While Weber was convinced by the Herald to allow the media and the public to attend the meeting, his intention was to, in private, decide on “efforts to clearly express that this is an inclusive and welcoming community,” as he put it. There may have not been a city quorum, but what he and other leaders wished to discuss could affect the future of Grand Forks.

Weber has very good intentions to protect his community, but the way he intended to solve them went against the very principles of our founding fathers: He tried to discuss a very public matter away from the public eye, denying the residents he wanted to protect the voice they deserve.

Open records and meetings laws may seem like a silly thing to get upset about, but there are reasons they are in place. We deserve to know how are tax money is put to use. Also, when governmental entities discuss policies that are going to affect an individual’s life, that resident better get his shot to voice his opinion before a final decision is made.

And these laws aren’t just for journalists. Any resident can go into City Hall and get the same documents journalists can. They can attend meetings, and they can be involved.

But journalists are a source that provides the public with information, including when it comes to government procedures. So when someone blocks the media, he or she blocks the public’s source of information. In other words, you tell your residents their voices don’t matter.
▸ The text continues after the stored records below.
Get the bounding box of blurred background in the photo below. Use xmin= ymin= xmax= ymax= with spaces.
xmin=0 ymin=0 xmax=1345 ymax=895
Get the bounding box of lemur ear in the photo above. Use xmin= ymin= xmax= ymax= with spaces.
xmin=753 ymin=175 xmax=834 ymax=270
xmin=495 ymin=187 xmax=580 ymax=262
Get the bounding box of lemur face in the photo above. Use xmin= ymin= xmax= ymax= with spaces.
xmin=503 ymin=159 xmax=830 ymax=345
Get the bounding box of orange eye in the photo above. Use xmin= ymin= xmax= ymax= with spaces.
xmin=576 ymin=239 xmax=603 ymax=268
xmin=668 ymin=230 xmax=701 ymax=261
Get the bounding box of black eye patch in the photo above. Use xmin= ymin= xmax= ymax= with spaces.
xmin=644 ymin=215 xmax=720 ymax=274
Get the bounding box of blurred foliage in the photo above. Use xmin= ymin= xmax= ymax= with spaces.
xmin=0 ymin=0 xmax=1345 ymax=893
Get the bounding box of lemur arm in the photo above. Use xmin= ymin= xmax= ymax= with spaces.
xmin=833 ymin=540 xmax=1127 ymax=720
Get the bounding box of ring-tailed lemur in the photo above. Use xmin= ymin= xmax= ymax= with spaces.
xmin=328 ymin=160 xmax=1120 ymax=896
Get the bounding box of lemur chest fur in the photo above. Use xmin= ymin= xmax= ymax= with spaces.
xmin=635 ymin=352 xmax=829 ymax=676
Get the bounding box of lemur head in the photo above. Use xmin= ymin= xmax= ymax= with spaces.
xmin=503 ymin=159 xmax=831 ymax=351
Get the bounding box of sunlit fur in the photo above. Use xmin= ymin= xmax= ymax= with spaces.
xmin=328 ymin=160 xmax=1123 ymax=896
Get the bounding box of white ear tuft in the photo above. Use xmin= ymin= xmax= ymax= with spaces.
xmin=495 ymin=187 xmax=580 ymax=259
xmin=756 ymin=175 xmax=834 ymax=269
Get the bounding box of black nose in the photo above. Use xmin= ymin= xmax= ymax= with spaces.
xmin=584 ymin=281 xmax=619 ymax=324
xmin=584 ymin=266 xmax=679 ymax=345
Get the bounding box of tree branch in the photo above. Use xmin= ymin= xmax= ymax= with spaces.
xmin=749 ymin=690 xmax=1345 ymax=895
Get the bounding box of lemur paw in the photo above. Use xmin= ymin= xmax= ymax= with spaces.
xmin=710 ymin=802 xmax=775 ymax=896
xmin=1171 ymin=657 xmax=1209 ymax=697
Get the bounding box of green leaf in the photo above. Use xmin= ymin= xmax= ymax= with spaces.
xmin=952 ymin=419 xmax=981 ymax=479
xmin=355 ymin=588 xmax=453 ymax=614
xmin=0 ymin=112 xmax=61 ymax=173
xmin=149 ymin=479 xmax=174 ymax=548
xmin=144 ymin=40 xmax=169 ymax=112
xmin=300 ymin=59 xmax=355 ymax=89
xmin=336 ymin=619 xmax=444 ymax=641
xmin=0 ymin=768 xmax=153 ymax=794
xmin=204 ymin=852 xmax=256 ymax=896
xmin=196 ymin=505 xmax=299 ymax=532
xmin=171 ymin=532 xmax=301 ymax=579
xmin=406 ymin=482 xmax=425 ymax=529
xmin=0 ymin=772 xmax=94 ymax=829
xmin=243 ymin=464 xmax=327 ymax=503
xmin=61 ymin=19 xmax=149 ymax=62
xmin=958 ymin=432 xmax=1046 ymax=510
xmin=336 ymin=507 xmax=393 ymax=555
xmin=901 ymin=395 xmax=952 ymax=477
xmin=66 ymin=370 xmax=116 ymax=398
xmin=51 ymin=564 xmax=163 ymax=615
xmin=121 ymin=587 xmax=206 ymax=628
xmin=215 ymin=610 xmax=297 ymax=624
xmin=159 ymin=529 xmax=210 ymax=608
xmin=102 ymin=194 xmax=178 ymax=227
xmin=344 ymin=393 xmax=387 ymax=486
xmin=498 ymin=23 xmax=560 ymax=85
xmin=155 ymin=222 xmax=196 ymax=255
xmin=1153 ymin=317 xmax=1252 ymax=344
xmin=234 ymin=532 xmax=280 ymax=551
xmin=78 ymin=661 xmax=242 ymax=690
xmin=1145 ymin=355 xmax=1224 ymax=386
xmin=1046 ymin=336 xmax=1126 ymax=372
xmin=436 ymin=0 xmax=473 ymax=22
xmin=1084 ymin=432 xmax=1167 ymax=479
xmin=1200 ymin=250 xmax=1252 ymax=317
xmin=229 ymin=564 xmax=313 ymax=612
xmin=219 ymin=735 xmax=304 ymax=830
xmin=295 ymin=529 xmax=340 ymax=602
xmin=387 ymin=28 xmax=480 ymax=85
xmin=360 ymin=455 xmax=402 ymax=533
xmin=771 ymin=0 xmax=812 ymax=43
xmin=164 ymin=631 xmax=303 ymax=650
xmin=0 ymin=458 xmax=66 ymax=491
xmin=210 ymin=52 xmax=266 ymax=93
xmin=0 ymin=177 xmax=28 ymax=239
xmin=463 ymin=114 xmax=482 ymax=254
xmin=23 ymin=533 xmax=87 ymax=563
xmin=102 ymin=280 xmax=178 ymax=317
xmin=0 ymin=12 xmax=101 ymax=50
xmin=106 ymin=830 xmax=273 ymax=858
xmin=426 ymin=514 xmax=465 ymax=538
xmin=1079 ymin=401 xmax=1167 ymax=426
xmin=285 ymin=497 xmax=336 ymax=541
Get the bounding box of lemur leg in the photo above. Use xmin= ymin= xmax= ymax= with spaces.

I’ve been told I should trust my government. There is a difference between trusting and blindly accepting authority. I’ve dealt with plenty of officials who felt they had the right to close meetings and records — some that had hid nothing nefarious, others that greatly impacted institutions and communities, sometimes leaving taxpayers to foot excessive bills.

Open records and meetings laws are not there to just protect the media. They exist to protect residents so the government cannot secretly manage its people and so entities can be held accountable for their actions. They give citizens the right to see their officials in action and, if needed, they can take action themselves.

This isn’t about protecting freedom of speech or preventing discrimination. This is about protecting the right of the people to be heard, a right for which our founding fathers fought hard to gain. It’s a right all government officials must protect, not fight in order to protect themselves.

When it comes to discussing business that affects the public, it must take place in a public setting so all have a chance to speak, not with a select few deemed worthy by a man in power.

Weber may want to protect his community from discrimination, but he should start with protecting the rights of his residents by ensuring they all have a voice. Then he’ll show he values everyone’s opinion instead of making sure his chosen few are comfortable speaking their mind.